Meta Platforms, Inc.

[New Zoom Link] (https://fb.zoom.us/j/94549557101?pwd=NXBKcmluVUM1SU5LZ0N2S2xuL2c2dz09)

Large language models and Generative AI have been key drivers for new innovations in large-scale training and performance optimizations. In this workshop, we will dive deeper into new features and solutions in PyTorch that enable training and performance optimizations @ scale.

Following topics will be covered by the PyTorch team in this workshop. The sessions are divided over two days, Nov 28th will cover the PyTorch Distributed and Profiling topics, and Dec: 5th session will cover the PyTorch Compiler based solutions.

## Part 1: Nov 28 (Hybrid, in-person and remote), 9:30a-12:30p CST (UTC-6), Room # 291
-------------------------------------------------------------------------------------------------------

1. FSDP Production Readiness, Speakers: Rohan Varma, Andrew Gu
We will dive deep into recent advances in FSDP which have enabled better throughput, memory savings and extensibility. These improvements have unblocked using FSDP for models of different modalities and varying sizes(model and data). We will share best practices to apply these features to specific use cases such as XLMR, FLAVA, ViT, DHEN and GPT3 style models.

2. Automated Pipeline Parallelism for PyTorch, Speaker: Ke Wen
PiPPy is a library that provides automated pipeline parallelism for PyTorch models. PiPPy consists of a compiler stack capable of automatically splitting a model into stages without requiring intrusive code changes to the model. It also provides a distributed runtime that helps users to distribute the split stages to multiple devices and multiple hosts and orchestrates micro-batch execution in an overlapped fashion.

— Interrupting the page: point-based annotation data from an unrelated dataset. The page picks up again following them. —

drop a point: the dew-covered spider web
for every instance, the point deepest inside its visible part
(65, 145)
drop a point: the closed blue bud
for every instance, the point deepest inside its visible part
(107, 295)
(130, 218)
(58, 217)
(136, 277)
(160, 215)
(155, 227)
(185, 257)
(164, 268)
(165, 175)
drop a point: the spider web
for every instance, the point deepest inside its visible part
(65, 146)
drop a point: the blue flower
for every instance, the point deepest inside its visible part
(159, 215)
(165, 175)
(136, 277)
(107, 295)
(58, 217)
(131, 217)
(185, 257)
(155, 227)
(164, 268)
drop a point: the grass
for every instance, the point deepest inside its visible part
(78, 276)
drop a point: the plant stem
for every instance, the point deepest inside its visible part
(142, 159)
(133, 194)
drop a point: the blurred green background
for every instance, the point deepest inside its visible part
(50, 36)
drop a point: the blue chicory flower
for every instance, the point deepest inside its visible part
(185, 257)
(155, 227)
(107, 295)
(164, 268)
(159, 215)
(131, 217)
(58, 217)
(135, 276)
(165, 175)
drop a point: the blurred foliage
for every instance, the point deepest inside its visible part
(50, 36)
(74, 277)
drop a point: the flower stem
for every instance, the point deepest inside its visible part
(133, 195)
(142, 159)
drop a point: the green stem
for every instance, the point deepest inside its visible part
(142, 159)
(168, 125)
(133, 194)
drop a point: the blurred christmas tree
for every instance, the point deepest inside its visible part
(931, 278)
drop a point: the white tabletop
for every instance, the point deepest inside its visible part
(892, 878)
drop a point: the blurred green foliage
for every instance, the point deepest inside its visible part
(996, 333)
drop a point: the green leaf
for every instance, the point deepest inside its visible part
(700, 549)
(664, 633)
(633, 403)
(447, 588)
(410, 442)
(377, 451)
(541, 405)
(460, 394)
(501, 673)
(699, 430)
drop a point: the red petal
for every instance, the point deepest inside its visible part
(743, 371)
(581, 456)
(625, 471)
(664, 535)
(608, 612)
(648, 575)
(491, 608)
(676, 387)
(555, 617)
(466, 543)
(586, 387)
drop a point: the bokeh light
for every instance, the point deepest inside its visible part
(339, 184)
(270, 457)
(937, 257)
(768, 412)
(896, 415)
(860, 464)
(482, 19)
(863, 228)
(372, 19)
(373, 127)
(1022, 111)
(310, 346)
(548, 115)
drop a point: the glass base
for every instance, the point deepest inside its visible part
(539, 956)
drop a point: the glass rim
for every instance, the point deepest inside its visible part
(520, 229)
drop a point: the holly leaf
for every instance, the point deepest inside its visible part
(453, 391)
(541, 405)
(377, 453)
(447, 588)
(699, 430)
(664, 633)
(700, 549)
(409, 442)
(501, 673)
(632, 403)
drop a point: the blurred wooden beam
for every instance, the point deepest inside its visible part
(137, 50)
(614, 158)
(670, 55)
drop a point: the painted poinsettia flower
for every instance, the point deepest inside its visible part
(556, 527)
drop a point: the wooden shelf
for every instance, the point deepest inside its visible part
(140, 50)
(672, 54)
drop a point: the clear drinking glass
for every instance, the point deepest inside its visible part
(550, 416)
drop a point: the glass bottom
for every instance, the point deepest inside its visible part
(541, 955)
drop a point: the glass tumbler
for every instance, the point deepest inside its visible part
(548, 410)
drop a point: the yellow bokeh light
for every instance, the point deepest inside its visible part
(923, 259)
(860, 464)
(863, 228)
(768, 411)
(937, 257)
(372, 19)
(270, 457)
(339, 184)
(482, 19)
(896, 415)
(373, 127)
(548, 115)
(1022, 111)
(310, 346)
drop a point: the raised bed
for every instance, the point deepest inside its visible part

We are going to demonstrate the use of PiPPy for Hugging Face models on clouds.

3. PyTorch Profiler, Speaker: Taylor Robie
Dive into recent enhancements to the PyTorch profiler capabilities, Python function tracing, data flow capture, and memory profiling, and how they enable previously impossible performance analysis.

4. Profiling Distributed Training Workloads, Speaker: Anupam Bhatnagar
We will present Holistic Trace Analysis (HTA), a tool to identify computation, communication and memory bottlenecks in distributed training. HTA identifies these bottlenecks by analyzing the traces collected using the PyTorch Profiler.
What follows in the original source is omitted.